Lindquist also traced changes in the College curriculum, noting Professor of English Phyllis Mannocchi's first gay-lesbian-oriented course, offered in 1985. Amid outbreaks of homophobic graffiti and other, more subtle forms of harassment, faculty expanded the course offerings to increase students' exposure to alternative lifestyles.

Lindquist said her experience doing the research was both discouraging and heartening. She felt it was important to capture the history of these issues, to tell "the untold story." She also wanted to remain a historian, detached from her subject, but found herself moved by the stories she heard.
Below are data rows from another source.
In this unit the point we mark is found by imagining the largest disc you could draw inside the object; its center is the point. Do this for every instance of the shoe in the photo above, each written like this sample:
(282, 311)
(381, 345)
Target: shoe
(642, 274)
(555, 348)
Sometimes she was so saddened by accounts of discrimination, some decades-old but still heart-rending, that she would want to take a break. "There were days when I said, 'I can't work on this today.'"

But she said she was encouraged when she received responses from every person she contacted about the project and by the fact that no one on campus ever asked her, "Why are you studying that?" Her father, a Massachusetts business owner she described as "conservative" and initially surprised by her choice of topic, ultimately urged her to forge ahead when she was discouraged. "He said, 'This is something important. It's something that means a lot to people,'" Lindquist said.

She predicts that the protests of the Coalition for Institutional Responsibility in 2002 will not have been in vain and that future generations at Colby will benefit from that group and other pioneers. Lindquist quotes an alumnus from the Class of 1969 who told her, "Colby still struggles with its soul."

Lindquist, who will teach at the Taft School in Connecticut in the fall, also quotes Martin Luther King Jr., who said, "All progress is precarious. . . " Her thesis concludes, "Indeed, it seems that each time the College makes a step forward in fighting discrimination, another obstacle appears, daring us to keep fighting, to keep working for change."